Updated by Dominic Schlegel about 5 years ago
i figured out the underlying problem of this:
some cisco switches will send lldp packets tagged with vlan 1 when the port mode is set to trunk and the native vlan is set to something else. this leads to the case that the switch sends those lldp packets but the server's nic will trash the packet as it is tagged with vlan 1 and this is out of interest of the server. there are 2 possible solutions for this:
1. set the port mode to acccess with the corresponding correct vlan id. in this case the switch will not tag lldp packets with vlan id 1 and the server receives it properly.
2. set all interfaces in the foreman discovery image to promiscuous mode.
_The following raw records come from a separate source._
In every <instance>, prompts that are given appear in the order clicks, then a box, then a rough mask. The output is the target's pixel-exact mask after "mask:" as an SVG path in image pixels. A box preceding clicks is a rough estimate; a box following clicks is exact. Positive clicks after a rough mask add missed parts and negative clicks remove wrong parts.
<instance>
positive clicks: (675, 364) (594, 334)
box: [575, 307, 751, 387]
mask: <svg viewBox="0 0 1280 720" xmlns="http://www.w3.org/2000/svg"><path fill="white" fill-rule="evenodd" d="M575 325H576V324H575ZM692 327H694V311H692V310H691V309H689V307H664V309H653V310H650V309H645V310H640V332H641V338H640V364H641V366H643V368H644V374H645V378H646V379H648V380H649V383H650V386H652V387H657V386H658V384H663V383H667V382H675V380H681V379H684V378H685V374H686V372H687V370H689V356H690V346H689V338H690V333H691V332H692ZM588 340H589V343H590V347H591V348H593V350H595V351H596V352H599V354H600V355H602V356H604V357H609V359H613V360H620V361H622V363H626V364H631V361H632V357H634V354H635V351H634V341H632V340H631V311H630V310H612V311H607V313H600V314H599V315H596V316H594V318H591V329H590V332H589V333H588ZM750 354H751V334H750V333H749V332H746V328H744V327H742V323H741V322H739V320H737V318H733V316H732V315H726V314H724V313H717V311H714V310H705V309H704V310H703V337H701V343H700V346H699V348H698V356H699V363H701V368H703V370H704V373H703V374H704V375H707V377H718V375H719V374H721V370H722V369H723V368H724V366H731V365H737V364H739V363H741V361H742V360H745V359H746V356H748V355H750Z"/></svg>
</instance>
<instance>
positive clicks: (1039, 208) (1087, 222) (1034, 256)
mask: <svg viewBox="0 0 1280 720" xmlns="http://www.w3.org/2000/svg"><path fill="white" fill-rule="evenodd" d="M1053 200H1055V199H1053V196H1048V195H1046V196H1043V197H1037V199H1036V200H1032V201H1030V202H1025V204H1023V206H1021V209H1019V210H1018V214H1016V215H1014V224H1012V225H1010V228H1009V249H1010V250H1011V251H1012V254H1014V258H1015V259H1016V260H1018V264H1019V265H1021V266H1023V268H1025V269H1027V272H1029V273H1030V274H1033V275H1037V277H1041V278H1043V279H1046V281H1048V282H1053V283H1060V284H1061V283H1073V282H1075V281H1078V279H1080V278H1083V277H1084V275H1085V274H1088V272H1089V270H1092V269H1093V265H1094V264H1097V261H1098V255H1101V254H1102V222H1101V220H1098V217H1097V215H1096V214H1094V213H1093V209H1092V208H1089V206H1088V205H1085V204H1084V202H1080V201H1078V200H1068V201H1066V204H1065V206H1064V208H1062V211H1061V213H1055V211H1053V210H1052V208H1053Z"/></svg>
Updated by The Foreman Bot about 5 years ago
- Status changed from Need more information to Ready For Testing
- Pull request https://github.com/theforeman/foreman-discovery-image/pull/119 added
Updated by The Foreman Bot almost 5 years ago
- Fixed in Releases Discovery Image 3.5.1 added
Updated by Anonymous almost 5 years ago
- Status changed from Ready For Testing to Closed
Applied in changeset foreman-discovery-image|8f2c2a2d55605f35cd809355999c2f4310ce1611.